Community Eligibility Program can help hungry kids

This week we celebrate National School Breakfast Week.  The breakfast program began as a pilot program in 1966. Now, in the wake of the Great Recession, 11.6 million US children eat school breakfast each weekday morning.  Most Maine schools offer breakfast.  However, only 53% of eligible Maine children  are eating it. Community Eligibility, a new federal program, makes it easier for schools to serve breakfast by reducing paperwork and eliminating the stigma that only poor kids get free meals.

Eating breakfast is linked to improved student health and achievement

Were it not for school breakfast, many children would go hungry. And for low-income families, where food insecurity has increased significantly in Maine since the Great Recession, school breakfast is essential.  Statewide, 1 in 4 Maine children are food-insecure, meaning they are unsure when their next meal will be. Child hunger is particularly high in the western mountains and Washington County.

Children who skip breakfast take in fewer nutrients over the rest of the day, and are more likely to be obese.  They are also more likely to demonstrate behavioral and emotional problems – unsurprising from kids with empty tummies.  Research also shows that school breakfast improves attendance and standardized test scores.

Community eligibility offers a way to reach all children who need breakfast

Community Eligibility is a part of the Healthy Hunger-Free Kids Act of 2010, and already has been implemented in nine states. The USDA will roll it out nationwide during the 2014-2015 school year. The policy allows schools to serve breakfast and lunch to all students, if 40% of a school’s student population qualifies for free or reduced lunch.

Community eligibility means that not only will children get two nutritious meals a day at school, but more children will benefit. Notably, the national pilot sites that have served breakfast to all students have experienced an increase in the number of low-income children eating breakfast. Schools offering breakfast to everyone reach more students because they can serve breakfast first period, or offer “grab and go” bags to eat between classes.

We have a great example in Maine. Some Portland schools protect low-income children from feeling embarrassed about accepting free breakfast by offering it to all children.
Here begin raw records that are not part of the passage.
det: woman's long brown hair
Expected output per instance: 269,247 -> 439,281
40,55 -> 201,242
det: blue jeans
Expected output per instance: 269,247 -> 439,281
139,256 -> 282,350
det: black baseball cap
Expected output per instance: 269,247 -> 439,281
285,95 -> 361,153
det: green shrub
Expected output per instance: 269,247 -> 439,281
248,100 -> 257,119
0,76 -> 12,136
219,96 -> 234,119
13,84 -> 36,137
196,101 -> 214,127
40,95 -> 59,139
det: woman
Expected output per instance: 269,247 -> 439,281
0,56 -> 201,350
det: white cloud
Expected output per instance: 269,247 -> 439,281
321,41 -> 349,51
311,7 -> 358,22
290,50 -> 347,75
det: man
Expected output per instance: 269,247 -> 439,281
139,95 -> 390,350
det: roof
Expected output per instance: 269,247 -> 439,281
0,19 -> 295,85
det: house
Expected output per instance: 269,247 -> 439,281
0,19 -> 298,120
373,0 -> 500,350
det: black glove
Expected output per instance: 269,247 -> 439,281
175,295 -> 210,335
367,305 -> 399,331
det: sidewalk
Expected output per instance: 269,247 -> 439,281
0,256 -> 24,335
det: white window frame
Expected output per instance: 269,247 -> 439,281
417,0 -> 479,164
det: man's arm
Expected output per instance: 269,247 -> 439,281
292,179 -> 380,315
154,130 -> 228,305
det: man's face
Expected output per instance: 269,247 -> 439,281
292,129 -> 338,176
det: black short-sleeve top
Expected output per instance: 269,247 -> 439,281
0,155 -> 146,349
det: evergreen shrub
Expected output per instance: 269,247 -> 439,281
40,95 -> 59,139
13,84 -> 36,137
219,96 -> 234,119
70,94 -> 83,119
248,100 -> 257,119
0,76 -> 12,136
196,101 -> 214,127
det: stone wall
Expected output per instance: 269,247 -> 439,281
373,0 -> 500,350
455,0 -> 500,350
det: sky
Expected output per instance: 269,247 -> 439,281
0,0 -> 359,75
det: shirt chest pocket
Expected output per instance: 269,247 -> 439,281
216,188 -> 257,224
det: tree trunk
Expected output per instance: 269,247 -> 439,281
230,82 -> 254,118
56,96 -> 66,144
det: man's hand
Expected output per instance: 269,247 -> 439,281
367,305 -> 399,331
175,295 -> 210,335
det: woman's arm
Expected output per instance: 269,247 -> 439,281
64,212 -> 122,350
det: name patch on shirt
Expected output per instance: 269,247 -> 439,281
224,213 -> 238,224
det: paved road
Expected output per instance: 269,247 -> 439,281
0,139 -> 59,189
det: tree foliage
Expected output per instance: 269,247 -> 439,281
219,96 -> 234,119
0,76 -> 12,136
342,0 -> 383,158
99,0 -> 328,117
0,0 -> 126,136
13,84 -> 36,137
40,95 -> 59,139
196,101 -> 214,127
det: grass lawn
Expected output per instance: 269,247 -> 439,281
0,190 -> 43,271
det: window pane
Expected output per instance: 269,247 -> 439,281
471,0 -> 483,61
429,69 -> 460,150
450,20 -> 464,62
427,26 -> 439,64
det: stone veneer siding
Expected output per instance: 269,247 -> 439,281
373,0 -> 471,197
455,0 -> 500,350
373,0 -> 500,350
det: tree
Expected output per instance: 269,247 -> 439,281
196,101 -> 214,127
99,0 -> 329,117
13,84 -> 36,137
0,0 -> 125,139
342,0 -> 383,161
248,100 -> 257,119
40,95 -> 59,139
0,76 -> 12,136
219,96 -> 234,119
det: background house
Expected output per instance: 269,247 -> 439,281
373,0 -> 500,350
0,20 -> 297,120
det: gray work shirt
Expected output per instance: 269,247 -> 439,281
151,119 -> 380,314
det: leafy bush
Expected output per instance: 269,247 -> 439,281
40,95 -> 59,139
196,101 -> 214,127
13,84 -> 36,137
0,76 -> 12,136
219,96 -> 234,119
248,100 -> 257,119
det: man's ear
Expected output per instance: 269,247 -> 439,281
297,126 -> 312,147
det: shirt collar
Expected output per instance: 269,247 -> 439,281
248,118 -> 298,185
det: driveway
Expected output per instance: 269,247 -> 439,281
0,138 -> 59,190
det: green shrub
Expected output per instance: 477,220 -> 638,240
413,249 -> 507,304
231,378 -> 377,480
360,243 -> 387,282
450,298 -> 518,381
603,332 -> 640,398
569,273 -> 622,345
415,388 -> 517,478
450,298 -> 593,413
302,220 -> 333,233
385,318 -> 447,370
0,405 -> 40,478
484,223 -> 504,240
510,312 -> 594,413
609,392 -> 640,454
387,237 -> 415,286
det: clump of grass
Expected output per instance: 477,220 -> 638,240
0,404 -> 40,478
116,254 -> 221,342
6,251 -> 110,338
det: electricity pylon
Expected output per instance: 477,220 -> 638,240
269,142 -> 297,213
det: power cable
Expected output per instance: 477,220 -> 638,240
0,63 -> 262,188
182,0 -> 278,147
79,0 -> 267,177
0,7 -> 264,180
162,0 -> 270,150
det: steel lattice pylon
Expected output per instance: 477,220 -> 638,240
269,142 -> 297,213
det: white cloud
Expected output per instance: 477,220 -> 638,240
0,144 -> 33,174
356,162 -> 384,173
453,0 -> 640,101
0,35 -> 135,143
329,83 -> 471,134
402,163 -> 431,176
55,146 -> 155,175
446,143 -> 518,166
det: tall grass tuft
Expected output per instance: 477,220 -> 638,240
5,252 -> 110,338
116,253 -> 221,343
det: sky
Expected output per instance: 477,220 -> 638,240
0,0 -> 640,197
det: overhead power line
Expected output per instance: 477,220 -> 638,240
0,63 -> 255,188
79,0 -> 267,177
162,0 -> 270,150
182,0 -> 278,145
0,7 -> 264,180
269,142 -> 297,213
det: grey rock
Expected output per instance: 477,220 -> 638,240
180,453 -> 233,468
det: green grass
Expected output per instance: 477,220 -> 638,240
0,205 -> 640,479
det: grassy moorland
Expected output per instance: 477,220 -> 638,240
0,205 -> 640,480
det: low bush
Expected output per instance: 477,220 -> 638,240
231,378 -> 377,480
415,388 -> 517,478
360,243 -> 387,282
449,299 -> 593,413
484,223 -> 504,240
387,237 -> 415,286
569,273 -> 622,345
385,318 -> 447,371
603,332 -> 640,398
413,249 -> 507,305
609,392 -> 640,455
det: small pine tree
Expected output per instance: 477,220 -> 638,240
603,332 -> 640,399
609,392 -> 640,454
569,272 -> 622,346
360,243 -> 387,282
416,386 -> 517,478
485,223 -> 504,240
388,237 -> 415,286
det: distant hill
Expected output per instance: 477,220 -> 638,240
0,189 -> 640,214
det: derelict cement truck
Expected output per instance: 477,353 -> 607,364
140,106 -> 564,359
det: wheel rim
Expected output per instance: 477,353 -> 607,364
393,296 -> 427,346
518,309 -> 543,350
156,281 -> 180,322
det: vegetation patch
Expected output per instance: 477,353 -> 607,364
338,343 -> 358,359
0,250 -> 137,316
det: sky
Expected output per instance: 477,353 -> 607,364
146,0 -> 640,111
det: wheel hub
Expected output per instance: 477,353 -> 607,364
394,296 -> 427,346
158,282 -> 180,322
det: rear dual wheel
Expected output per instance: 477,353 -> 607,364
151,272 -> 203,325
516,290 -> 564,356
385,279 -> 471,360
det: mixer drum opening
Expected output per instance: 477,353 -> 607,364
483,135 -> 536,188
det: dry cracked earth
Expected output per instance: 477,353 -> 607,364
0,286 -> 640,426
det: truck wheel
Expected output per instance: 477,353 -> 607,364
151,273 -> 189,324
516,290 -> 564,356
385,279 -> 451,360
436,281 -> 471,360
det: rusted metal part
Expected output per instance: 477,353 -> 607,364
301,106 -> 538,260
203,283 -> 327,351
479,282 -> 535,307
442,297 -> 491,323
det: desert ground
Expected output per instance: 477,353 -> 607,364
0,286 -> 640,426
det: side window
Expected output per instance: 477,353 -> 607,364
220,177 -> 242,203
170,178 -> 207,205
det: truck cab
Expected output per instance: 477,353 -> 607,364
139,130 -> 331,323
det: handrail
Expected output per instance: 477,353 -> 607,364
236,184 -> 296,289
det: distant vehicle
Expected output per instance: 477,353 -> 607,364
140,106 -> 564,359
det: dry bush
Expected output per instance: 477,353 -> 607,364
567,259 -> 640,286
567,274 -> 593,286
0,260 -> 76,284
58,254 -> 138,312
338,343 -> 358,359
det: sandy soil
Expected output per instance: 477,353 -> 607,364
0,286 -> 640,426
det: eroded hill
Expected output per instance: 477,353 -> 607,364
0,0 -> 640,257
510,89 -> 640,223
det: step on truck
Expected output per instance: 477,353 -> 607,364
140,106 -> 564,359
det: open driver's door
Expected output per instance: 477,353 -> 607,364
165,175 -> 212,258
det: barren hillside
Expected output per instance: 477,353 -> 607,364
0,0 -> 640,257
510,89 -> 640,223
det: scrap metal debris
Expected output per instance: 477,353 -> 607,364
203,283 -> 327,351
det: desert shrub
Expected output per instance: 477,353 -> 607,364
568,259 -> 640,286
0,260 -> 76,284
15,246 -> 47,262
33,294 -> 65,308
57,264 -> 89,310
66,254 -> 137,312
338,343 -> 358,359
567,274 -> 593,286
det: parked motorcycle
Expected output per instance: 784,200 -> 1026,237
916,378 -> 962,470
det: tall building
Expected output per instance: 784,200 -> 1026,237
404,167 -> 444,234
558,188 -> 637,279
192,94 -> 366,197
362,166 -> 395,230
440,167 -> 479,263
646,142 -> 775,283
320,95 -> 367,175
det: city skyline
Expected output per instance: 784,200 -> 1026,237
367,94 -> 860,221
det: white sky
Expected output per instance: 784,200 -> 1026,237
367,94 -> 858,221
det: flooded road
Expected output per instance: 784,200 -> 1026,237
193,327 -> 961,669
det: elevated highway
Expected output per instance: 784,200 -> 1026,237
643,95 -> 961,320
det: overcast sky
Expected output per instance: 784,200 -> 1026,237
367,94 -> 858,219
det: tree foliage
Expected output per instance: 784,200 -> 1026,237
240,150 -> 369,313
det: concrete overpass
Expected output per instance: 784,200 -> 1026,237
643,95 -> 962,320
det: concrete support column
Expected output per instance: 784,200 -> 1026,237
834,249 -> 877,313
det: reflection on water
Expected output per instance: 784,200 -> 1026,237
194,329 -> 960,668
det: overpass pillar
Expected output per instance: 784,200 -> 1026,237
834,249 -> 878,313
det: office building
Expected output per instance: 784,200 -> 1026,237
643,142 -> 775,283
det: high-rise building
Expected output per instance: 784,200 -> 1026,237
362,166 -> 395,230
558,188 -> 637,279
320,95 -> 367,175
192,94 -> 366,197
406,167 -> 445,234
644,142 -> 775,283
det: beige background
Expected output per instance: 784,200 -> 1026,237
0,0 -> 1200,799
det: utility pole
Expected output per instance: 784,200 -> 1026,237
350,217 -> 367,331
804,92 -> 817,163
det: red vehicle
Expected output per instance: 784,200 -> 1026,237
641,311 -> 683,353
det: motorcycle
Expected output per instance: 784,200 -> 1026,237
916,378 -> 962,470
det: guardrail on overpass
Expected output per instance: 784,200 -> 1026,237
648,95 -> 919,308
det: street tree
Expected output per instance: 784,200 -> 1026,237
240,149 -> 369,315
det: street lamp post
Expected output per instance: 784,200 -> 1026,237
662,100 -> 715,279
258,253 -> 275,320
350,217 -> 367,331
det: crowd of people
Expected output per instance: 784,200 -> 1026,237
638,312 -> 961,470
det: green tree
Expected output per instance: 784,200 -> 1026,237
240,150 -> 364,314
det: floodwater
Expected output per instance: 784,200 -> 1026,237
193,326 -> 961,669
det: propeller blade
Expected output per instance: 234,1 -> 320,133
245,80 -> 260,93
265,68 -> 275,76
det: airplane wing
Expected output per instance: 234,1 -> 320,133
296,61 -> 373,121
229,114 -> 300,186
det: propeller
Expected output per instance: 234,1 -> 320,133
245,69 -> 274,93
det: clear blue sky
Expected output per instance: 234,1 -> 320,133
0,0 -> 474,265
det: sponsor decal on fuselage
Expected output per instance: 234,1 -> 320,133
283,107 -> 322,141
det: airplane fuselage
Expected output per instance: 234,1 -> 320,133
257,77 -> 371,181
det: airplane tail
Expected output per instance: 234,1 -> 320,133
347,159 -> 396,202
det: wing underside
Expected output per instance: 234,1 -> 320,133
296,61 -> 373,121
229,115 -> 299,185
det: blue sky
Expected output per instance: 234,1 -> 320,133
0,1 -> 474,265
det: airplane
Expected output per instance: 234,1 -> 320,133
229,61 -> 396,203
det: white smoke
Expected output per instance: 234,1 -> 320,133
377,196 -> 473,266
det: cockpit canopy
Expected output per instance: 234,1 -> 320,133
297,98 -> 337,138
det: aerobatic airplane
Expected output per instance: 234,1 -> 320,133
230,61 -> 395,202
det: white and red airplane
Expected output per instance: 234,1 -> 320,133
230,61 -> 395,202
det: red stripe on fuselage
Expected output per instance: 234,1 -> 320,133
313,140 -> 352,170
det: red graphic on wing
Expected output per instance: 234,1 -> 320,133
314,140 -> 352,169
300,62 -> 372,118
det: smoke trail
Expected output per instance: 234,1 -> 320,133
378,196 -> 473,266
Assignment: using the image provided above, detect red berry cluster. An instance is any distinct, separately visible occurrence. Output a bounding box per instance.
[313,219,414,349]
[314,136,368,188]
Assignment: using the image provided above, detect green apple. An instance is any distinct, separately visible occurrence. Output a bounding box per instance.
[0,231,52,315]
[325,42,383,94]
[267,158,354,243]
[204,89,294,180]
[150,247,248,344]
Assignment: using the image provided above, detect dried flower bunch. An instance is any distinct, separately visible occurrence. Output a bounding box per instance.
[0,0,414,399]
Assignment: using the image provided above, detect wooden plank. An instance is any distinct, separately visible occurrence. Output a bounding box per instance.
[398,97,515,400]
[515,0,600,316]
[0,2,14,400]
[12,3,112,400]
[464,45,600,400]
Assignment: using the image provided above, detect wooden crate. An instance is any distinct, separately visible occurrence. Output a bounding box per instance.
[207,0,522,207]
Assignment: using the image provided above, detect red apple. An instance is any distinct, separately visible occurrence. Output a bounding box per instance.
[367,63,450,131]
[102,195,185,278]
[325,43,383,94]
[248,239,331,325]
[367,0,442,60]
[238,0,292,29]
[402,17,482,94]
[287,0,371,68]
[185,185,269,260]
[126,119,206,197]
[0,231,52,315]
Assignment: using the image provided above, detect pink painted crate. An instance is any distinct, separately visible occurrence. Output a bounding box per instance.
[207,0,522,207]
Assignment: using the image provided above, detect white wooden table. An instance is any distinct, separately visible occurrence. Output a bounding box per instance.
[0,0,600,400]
It’s great that Maine schools offer school breakfast, but we know that too many low-income children are not using it. Implementing community eligibility next year will require some set up at the outset. But in the long run, it will save staff time that would otherwise have been spent processing paper applications and swiping cards. Most importantly, community eligibility gives principals and teachers another tool to ensure that no Maine student faces a long, hungry day at school.